Bizim bildiğimiz kadarıyla, gerçek aydınlar önem verdikleri bir toplumsal sorunun çözülmesi için kapalı kapılar ardında başbakanlarla görüşmeye kalkmaz, yazılarıyla, bildirileriyle, eylemleriyle açık açık verirlerdi savaşımlarını. Emile Zola Alfred Dreyfus'un uğradığı büyük haksızlığa son verilmesi için cumhurbaşkanı Felix Faure'la görüşme yollarını aramamış, kendisi de hapsi boylamayı göze alarak Suçluyorum'u yayımlamıştı. Aynı konuda "Aydınlar Bildirisi"ne imza koyan ünlü sanatçı ve düşünürler de öyle.

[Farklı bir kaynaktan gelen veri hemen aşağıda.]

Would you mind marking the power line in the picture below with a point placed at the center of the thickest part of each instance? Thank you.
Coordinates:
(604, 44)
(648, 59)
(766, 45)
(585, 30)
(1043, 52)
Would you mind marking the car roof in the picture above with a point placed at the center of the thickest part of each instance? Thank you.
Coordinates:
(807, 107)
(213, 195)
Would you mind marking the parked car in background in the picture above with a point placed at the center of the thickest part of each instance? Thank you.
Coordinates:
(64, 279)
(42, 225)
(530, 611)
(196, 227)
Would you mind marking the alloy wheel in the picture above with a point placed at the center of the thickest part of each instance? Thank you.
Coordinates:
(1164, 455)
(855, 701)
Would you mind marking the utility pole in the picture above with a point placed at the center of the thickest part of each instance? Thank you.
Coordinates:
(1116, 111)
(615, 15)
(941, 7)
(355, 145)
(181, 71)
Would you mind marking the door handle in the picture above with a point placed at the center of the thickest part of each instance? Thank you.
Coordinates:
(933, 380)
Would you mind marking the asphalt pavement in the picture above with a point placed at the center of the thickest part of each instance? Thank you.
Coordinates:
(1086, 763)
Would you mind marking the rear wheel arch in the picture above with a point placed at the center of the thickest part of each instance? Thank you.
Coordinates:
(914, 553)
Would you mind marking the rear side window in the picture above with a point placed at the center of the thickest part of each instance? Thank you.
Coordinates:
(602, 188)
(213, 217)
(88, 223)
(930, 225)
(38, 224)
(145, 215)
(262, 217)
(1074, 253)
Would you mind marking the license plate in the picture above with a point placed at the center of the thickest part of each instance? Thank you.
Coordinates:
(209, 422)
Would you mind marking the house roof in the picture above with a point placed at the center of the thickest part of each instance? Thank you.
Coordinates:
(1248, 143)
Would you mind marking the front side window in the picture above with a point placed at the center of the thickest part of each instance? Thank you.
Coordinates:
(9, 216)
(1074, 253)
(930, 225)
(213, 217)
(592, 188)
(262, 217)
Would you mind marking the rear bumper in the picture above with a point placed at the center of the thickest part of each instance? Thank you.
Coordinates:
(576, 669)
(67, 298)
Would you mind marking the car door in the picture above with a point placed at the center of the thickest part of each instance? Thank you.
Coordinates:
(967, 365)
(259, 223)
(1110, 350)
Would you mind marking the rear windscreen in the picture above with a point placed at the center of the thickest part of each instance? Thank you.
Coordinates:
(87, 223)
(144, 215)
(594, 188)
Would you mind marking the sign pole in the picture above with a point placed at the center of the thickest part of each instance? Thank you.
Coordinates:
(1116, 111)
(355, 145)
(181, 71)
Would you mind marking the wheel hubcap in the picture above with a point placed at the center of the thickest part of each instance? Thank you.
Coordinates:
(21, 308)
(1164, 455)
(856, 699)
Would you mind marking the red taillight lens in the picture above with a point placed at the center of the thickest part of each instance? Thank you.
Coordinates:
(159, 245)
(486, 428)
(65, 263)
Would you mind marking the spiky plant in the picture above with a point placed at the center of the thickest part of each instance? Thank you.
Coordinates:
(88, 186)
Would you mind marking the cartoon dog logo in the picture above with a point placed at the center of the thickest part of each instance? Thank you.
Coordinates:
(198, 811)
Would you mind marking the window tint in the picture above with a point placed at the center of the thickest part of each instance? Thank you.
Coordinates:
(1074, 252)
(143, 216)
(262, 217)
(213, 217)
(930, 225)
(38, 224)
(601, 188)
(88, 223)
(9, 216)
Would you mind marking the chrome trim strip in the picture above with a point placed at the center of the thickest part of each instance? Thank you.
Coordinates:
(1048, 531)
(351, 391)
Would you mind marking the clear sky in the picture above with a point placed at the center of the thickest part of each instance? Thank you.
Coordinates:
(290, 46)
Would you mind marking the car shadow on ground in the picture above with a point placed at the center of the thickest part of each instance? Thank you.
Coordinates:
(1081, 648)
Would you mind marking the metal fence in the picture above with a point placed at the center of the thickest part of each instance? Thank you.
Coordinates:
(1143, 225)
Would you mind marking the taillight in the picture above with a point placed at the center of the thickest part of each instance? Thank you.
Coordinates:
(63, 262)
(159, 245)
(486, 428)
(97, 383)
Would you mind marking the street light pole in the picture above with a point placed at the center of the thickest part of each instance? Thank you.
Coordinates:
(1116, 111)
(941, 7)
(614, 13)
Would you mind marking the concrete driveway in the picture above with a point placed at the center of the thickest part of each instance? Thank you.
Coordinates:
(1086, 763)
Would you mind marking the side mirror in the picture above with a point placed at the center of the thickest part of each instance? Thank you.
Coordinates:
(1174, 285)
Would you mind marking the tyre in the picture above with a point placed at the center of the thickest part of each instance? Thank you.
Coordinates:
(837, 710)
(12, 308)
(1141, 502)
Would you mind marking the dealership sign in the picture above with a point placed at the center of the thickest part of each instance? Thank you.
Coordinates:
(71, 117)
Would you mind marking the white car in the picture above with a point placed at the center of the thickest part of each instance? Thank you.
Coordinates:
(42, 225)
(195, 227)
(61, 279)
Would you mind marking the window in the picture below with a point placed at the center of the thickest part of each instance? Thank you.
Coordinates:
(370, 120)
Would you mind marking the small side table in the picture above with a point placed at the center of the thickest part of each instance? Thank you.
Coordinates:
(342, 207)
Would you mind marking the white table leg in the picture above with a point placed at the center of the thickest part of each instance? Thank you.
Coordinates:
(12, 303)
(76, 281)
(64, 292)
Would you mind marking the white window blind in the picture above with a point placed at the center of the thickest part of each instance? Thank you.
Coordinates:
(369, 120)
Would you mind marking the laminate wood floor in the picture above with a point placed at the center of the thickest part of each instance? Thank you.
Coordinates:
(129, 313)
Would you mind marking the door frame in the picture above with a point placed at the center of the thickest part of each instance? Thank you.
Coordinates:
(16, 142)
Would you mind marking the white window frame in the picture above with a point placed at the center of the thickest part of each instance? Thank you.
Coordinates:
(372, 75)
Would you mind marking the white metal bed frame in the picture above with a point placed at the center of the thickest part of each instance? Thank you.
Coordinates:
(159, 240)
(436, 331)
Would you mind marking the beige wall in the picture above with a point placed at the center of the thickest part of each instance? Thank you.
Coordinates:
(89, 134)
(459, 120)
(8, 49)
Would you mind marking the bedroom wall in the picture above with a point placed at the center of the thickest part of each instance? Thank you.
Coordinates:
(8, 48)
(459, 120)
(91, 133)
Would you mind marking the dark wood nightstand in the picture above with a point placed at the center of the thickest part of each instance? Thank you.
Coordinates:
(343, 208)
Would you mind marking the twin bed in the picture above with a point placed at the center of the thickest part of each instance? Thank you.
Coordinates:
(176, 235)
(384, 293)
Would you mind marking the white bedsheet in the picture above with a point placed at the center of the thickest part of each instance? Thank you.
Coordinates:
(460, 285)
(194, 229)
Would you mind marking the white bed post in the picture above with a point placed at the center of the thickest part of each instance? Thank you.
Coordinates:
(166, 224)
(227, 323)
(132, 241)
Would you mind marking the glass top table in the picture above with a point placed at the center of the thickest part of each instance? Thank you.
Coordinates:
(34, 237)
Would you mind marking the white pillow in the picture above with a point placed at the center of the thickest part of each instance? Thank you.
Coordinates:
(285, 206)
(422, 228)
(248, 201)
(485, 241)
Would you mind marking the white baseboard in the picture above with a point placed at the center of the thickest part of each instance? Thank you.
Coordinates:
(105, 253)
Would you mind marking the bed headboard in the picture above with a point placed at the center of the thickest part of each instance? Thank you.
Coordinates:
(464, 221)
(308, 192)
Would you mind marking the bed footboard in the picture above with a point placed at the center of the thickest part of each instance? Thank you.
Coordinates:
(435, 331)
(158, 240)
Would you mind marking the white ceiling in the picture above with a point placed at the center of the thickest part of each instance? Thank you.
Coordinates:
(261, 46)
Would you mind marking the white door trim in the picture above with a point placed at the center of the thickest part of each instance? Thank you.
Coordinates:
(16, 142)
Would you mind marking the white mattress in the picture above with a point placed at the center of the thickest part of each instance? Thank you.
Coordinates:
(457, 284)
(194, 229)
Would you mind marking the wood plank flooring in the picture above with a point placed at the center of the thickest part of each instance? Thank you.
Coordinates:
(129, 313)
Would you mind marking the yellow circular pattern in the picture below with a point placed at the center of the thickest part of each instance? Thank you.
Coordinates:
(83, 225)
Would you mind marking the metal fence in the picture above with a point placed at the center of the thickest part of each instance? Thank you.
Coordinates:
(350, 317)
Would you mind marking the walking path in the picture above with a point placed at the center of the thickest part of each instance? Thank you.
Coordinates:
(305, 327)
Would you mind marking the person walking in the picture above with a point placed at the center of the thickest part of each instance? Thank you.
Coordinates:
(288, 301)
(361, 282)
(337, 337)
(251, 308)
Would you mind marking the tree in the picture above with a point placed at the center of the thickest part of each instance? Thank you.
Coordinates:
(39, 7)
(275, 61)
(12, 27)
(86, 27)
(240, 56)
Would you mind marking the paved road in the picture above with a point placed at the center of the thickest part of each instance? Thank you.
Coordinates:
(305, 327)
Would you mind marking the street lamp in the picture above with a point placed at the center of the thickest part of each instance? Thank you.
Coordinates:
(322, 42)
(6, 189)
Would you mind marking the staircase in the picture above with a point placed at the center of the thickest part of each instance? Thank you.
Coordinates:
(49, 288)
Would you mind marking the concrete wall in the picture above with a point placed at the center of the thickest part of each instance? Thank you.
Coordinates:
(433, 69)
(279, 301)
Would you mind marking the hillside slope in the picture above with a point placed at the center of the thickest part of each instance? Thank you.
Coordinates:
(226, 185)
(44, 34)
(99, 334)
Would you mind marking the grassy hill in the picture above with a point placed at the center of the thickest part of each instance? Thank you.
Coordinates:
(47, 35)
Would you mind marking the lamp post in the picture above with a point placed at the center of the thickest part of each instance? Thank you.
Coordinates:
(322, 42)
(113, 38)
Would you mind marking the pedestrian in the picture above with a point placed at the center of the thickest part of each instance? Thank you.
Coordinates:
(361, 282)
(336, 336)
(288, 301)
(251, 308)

Alt kimlik, üst kimlik, ön kimlik, arka kimlik, iç kimlik, dış kimlik kargaşası içinde ipin ucunu öylesine kaçırdık ki bir kimliksizlik yönelimidir başladı çoğu yurttaşımızda, temel kimliklerini üstlenmekten kaçınır oldular: "Türküm!" diyemiyorlar.